《絕望的靈魂、黑暗城市與午夜牛郎的傳説》評論:探索一個文化時刻 - 《華爾街日報》
Kyle Smith
達斯汀·霍夫曼與喬恩·沃伊特攝影:邁克爾·柴爾德斯在拍攝完《午夜牛郎》——這部探討六十年代末紐約地獄般環境中兩位墮落罪人命運的奧斯卡獲獎影片——尾聲時,導演約翰·施萊辛格對成片效果陷入極度焦慮。作為聯合主演的喬恩·沃伊特回憶,當時為將他從絕望邊緣拉回,自己半開玩笑地説:“我們餘下的藝術生命都將活在這部傑作的陰影裏。“如今回想這個預言,沃伊特補充道:“結果一語成讖!”
《絕望靈魂、暗夜都市與午夜牛郎傳奇》這部專題紀錄片深度採訪了沃伊特作為影片解讀者,其獨特之處在於用整部電影的篇幅來討論另一部電影。儘管我對其藝術評價持保留意見,但六十年代好萊塢電影能持續引發文化討論的確實寥寥,《午夜牛郎》卻做到了。對於它1969年上映時預示的七十年代電影運動愛好者而言,箇中緣由值得玩味。這些作品以粗糲真實的筆觸凝視美國社會的陰暗角落,標誌着創意階層在八十年代初商業勢力反撲前,曾短暫成為好萊塢的主導力量。
南希·布伊斯基執導的這部紀錄片略顯散漫,時有離題(如涉及越戰討論)。雖存有達斯汀·霍夫曼的檔案訪談音頻,但缺少其最新採訪仍是缺憾。影片主要依託沃伊特和詹妮弗·索爾特(片中飾演主角前女友,更重要的是其父為編劇沃爾多·鹽)的敍述,輔以施萊辛格(2003年逝世)歷史訪談,以及配角布倫達·瓦卡羅、鮑勃·巴拉班的新近訪談。文化評論家露西·桑特、J·霍伯曼與施萊辛格外甥伊恩·布魯瑪(曾深度採訪導演創作歷程)的見解亦被納入其中。
與那些跨越世代而經久不衰的藝術作品一樣,《午夜牛郎》的價值核心已悄然變遷。
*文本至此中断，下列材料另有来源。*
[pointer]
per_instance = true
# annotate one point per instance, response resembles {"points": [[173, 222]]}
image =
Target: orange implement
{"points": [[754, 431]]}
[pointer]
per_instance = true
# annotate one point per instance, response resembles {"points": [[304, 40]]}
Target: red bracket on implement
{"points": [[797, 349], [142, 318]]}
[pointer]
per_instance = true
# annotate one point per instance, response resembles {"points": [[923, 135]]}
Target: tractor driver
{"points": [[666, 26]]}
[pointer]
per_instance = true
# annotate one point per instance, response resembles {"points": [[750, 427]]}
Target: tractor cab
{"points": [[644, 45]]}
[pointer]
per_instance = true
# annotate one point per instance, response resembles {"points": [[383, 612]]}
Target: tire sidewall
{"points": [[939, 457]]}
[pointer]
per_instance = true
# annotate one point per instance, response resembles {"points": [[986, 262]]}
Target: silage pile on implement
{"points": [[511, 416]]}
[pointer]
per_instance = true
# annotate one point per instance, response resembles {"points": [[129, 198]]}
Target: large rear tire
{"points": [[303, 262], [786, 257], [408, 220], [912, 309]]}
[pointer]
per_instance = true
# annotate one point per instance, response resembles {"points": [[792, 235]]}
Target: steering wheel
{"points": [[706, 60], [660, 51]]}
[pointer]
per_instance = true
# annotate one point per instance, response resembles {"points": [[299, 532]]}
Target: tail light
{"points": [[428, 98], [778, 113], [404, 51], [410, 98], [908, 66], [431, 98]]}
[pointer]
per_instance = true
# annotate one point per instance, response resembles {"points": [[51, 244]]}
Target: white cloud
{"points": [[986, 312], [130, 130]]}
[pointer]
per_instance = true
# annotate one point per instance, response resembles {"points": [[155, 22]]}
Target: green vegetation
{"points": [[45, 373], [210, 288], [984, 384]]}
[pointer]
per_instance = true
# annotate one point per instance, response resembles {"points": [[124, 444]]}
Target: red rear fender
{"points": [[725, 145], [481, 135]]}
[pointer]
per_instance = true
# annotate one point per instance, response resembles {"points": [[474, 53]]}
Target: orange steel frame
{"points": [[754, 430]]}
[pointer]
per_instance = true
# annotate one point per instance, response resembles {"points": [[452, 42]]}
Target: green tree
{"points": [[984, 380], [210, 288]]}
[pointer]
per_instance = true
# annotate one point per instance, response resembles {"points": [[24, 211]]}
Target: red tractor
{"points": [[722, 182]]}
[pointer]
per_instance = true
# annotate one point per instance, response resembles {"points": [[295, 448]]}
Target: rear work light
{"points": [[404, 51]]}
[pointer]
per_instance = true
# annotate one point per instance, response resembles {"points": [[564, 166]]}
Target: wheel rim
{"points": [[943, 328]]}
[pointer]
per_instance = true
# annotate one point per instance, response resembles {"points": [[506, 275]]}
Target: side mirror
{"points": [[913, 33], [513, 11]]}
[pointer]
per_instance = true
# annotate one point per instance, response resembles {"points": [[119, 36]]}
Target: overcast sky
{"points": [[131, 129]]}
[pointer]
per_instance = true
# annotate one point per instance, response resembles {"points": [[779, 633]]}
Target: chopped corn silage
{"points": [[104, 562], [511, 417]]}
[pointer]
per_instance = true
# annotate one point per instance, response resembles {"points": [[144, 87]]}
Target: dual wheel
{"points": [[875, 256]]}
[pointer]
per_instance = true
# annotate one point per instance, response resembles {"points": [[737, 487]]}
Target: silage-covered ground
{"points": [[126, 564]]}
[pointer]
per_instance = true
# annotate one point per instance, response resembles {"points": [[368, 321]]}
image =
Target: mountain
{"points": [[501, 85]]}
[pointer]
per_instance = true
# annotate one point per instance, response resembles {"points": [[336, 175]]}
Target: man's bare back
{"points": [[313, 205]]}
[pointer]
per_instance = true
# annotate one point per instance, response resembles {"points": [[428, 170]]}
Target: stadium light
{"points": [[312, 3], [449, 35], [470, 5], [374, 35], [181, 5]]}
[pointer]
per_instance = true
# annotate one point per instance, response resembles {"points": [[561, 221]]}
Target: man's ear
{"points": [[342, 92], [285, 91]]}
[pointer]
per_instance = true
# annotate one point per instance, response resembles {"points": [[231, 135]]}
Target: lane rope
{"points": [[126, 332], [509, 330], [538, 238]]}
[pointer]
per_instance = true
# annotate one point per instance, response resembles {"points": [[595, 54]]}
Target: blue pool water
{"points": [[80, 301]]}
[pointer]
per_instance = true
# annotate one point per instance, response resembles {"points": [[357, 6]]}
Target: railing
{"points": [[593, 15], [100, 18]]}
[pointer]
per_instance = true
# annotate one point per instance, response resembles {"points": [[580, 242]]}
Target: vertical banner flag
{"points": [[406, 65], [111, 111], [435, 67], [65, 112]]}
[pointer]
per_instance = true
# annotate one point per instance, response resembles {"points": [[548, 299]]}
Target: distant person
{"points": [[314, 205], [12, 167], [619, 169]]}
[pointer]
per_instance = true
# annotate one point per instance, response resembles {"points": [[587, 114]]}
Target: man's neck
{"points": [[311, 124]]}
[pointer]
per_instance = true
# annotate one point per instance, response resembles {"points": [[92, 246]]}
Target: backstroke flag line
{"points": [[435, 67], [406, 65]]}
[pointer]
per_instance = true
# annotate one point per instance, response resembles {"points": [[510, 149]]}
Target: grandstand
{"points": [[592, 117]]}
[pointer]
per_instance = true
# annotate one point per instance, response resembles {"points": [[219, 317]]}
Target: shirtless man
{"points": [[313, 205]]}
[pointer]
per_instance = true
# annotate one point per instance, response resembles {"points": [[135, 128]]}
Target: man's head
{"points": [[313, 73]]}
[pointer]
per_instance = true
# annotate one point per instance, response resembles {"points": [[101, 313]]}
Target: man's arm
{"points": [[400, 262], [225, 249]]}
當年影片因其題材的大膽直白引發震動——主角喬·巴克是個德州鄉巴佬,懷揣着成為高級應召男郎的夢想來到紐約,最終卻淪落在破敗的42街穿着牛仔裝接客。如今再看,這種設定顯得刻意做作,當年所謂的開放態度,現在反而透露出對角色性取向的曖昧迴避。
約翰·施萊辛格與布倫達·瓦卡羅在《午夜牛郎》片場圖片來源:邁克爾·柴爾德斯比劇本更耐人尋味的是影片的取景(與其説它推銷哈里·尼爾森的《人人都在説話》這首歌的方式)。施萊辛格早年在BBC的紀錄片功底,使得他對曼哈頓瘡痍的實景拍攝——尤其是觸目驚心的時代廣場——成為本片最大遺產。直到二十餘年後,迪士尼收購百老匯劇院並改造,才真正用金錢的洪流沖刷了這些街道。
儘管存在媚俗敗筆(比如喬追逐霍夫曼飾演的拉索·裏佐的黑白先鋒幻想段落),《午夜牛郎》確實捕捉到受訪者闡述的那種迷失感,將其塑造成(眾多)顛覆美國夢的銀幕寓言之一。這個觀點值得玩味,但我認為影片更精準地刻畫了酷兒羣體的生存境遇:施萊辛與原著小説作者詹姆斯·利奧·赫利希都是同志,在那個同性接觸必須隱秘(直到不久前在施萊辛的祖國英國仍屬違法)、常伴隨羞恥侮辱甚至暴力的年代,影片與其説是批判美國或紐約(其他區域遠比時代廣場安全整潔),不如説揭示了當時男同性戀者的孤獨——有些人甚至對真實的自我都感到陌生。或許拉索·裏佐墮落的根源,正是他對自身性向的壓抑。
正如紀錄片中多位觀察者所指出的,《午夜牛仔》片名中狂野西部與西42街的碰撞,在另一個層面上也顯得恰如其分:它標誌着美國電影一個時代的終結。霍夫曼先生和沃伊特先生均未獲得奧斯卡最佳男主角獎,因為該榮譽頒給了約翰·韋恩——他憑藉那部刻意復古的西部片《大地驚雷》獲獎。這是1940年代風格的正能量電影與後來被稱為美國新浪潮電影之間保持平衡的最後時刻之一;短短幾年後,嬰兒潮文化便吞噬了其他所有元素。《絕望的靈魂》對這場變革的深層機制進行了精彩剖析。